Antes de que se publicara su gran obra en 1922 Joyce ya había perdido su ojo izquierdo por culpa de un glaucoma mientras huía a Zurich durante la I Guerra Mundial. Después el escritor se instaló en Londres y se centró en terminar su “Ulysses”. Era el año 1917 y la novela estaba muy avanzada así que ofreció a la revista londinense “The Egoist” la publicación de la obra por entregas.

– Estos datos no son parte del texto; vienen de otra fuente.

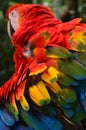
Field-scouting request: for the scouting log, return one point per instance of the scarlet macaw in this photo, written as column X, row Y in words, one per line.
column 50, row 70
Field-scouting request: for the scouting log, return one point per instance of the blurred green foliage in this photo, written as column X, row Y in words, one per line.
column 6, row 49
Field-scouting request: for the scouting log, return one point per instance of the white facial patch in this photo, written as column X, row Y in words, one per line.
column 26, row 51
column 13, row 18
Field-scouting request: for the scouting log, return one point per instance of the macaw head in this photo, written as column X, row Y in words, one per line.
column 27, row 20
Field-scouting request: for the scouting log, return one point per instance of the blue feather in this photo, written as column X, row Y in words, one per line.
column 6, row 117
column 3, row 126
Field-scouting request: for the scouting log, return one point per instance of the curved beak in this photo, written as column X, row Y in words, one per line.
column 10, row 30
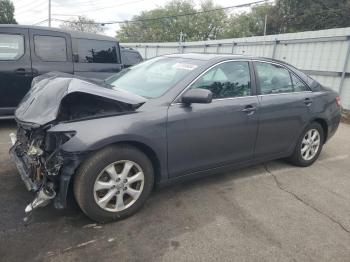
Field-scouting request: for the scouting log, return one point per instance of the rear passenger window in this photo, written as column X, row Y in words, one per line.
column 229, row 79
column 50, row 48
column 298, row 84
column 96, row 51
column 274, row 79
column 11, row 46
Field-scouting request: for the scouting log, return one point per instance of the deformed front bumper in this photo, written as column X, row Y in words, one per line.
column 60, row 181
column 24, row 168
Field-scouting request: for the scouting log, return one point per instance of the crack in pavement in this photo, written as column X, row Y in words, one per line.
column 279, row 185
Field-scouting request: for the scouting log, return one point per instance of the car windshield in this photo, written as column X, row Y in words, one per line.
column 152, row 78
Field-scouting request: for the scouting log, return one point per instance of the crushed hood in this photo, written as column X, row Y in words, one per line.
column 41, row 104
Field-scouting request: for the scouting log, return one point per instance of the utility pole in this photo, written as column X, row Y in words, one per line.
column 49, row 13
column 265, row 22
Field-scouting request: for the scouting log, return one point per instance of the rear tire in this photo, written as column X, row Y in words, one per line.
column 113, row 183
column 309, row 146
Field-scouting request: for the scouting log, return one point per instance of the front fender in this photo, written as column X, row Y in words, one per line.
column 94, row 134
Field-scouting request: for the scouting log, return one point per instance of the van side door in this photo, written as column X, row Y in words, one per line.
column 51, row 51
column 15, row 68
column 96, row 58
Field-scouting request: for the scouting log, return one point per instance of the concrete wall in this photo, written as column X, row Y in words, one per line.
column 323, row 54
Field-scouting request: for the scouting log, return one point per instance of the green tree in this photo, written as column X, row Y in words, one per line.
column 7, row 11
column 249, row 23
column 148, row 28
column 83, row 24
column 304, row 15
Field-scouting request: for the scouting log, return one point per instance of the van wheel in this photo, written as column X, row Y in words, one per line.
column 309, row 146
column 113, row 183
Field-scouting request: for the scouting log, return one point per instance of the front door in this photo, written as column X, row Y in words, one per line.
column 204, row 136
column 15, row 68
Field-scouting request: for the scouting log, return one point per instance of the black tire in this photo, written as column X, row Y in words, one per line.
column 91, row 168
column 296, row 158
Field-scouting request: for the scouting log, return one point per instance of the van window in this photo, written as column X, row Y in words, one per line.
column 130, row 58
column 11, row 46
column 96, row 51
column 50, row 48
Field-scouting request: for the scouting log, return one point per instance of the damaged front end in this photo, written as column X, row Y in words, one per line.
column 44, row 168
column 37, row 150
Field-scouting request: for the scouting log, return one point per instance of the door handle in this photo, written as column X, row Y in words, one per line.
column 23, row 71
column 249, row 109
column 307, row 101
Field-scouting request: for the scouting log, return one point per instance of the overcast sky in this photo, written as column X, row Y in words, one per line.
column 33, row 12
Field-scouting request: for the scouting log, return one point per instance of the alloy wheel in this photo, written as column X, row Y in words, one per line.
column 310, row 144
column 119, row 185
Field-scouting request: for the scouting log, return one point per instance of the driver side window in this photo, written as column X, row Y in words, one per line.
column 229, row 79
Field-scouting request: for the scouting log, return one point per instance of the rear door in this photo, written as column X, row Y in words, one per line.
column 285, row 106
column 223, row 132
column 51, row 51
column 96, row 58
column 15, row 68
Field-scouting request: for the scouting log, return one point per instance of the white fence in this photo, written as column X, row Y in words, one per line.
column 322, row 54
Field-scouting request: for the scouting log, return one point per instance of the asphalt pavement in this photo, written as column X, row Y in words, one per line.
column 270, row 212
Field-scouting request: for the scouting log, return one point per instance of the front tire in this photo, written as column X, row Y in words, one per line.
column 113, row 183
column 309, row 146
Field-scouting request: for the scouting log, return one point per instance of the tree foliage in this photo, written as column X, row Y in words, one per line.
column 7, row 11
column 83, row 24
column 196, row 27
column 283, row 16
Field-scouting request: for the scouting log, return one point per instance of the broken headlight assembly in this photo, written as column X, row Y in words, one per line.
column 50, row 161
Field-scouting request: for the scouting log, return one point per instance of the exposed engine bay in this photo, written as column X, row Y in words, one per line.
column 55, row 98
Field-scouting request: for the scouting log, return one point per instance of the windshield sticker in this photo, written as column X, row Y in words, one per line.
column 184, row 66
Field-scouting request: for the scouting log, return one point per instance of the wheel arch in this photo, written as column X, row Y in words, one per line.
column 324, row 126
column 149, row 152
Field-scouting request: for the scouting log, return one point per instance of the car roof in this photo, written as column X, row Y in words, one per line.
column 73, row 33
column 208, row 56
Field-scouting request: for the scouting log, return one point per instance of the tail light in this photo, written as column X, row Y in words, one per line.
column 337, row 100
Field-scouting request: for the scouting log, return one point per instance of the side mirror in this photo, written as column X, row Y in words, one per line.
column 75, row 58
column 197, row 95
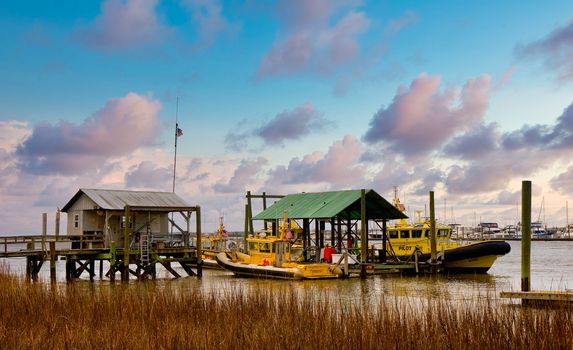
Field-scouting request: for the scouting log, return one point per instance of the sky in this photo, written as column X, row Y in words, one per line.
column 464, row 98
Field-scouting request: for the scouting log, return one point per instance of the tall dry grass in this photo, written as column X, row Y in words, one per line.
column 142, row 316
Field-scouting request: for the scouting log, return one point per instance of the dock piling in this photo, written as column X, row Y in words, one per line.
column 433, row 250
column 525, row 236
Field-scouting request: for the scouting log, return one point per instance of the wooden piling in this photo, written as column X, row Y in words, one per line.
column 433, row 250
column 199, row 261
column 112, row 261
column 265, row 207
column 57, row 228
column 125, row 270
column 44, row 231
column 53, row 262
column 363, row 236
column 384, row 240
column 250, row 213
column 246, row 234
column 525, row 235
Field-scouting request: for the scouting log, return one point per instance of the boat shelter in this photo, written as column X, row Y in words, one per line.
column 346, row 212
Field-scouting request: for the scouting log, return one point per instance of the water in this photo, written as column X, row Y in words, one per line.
column 551, row 269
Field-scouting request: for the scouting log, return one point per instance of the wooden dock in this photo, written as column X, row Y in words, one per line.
column 540, row 296
column 81, row 254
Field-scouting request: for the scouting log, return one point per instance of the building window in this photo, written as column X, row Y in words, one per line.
column 76, row 220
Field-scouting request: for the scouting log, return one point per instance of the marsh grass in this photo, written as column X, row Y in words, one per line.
column 143, row 316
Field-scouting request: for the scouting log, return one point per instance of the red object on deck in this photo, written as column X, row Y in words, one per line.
column 328, row 251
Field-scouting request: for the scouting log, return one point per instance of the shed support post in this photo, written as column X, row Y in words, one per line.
column 384, row 240
column 199, row 249
column 246, row 233
column 125, row 270
column 265, row 207
column 363, row 236
column 305, row 236
column 316, row 240
column 250, row 213
column 433, row 249
column 339, row 234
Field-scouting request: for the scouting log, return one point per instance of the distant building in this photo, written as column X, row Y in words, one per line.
column 100, row 213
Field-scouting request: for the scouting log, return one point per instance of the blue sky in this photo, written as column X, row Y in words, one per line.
column 466, row 98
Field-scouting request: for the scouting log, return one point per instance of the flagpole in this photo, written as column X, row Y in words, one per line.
column 174, row 162
column 175, row 134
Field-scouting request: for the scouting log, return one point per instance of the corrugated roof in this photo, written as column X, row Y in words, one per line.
column 118, row 199
column 324, row 205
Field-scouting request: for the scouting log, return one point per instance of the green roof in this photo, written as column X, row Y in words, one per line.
column 326, row 205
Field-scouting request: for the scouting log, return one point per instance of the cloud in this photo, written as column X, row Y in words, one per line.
column 396, row 25
column 291, row 125
column 309, row 41
column 475, row 143
column 505, row 78
column 242, row 177
column 339, row 166
column 556, row 49
column 564, row 181
column 124, row 25
column 207, row 16
column 288, row 125
column 421, row 118
column 119, row 128
column 149, row 176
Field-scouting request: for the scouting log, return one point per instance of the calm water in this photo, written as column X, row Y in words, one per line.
column 551, row 269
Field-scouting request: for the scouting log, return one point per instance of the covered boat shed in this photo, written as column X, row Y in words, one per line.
column 342, row 210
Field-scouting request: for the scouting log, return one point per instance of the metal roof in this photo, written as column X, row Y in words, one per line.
column 118, row 199
column 325, row 205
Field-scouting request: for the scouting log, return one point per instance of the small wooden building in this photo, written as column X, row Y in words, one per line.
column 101, row 213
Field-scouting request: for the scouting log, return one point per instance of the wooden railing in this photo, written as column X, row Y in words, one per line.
column 39, row 242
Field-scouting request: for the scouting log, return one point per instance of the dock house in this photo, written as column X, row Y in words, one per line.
column 100, row 213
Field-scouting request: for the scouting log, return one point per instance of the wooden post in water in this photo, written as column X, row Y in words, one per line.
column 199, row 261
column 433, row 250
column 53, row 262
column 525, row 235
column 250, row 213
column 363, row 241
column 384, row 239
column 57, row 228
column 44, row 231
column 112, row 261
column 125, row 270
column 265, row 207
column 246, row 234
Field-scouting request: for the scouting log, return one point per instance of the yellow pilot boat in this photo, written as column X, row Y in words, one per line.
column 405, row 241
column 214, row 244
column 275, row 257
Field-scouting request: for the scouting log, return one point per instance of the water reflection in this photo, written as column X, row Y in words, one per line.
column 551, row 266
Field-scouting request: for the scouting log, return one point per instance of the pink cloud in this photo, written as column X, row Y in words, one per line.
column 123, row 25
column 119, row 128
column 310, row 42
column 338, row 167
column 243, row 176
column 422, row 118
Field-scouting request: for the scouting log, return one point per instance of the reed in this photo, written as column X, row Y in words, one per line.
column 144, row 316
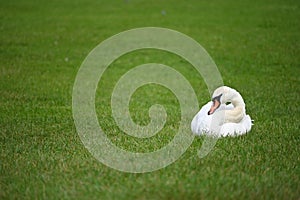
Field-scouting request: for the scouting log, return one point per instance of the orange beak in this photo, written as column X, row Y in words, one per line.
column 214, row 107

La empresa de publicar la novela completa no era fácil por la extensión y por las tipografías que necesitaba e incluso el matrimonio formado por Leonard y Virginia Woolf declinaron convertirse en editores de la misma. A partir de 1920 el nombre de Joyce comenzó a ser más conocido. El escritor se instaló de nuevo en París y comenzó a publicar cuentos e historias cortas en distintos medios. En 1922, cuando Joyce tenía 40 años, se publicó “Ulysses”, una obra que cambió desde el principio el curso de la historia de la literatura. Cinco años después, en 1927, un entonces jovencísimo Samuel Beckett entró en la vida de los Joyce causando estragos. En aquella época comenzaron a manifestarse, casualmente, los problemas de salud mental de Lucía Joyce que la llevaron a ingresar primero intermitente y después permanentemente en una institución para enfermos mentales. Este hecho y que Nora nunca visitara a su hija sumió a Joyce en un estado depresivo que le empujó una vez más a la bebida y del que no salió jamás. De esta relación casi enfermiza entre padre e hija nació otra curiosa obra, “Finnegans Wake”, que se publicó en 1939. A finales de 1940 James Joyce volvió a Zurich huyendo, en este caso, de la II Guerra Mundial. Veintisiete días después de su huida, el 13 de enero de 1941, murió dejando como legado una de las mayores obras de la literatura universal.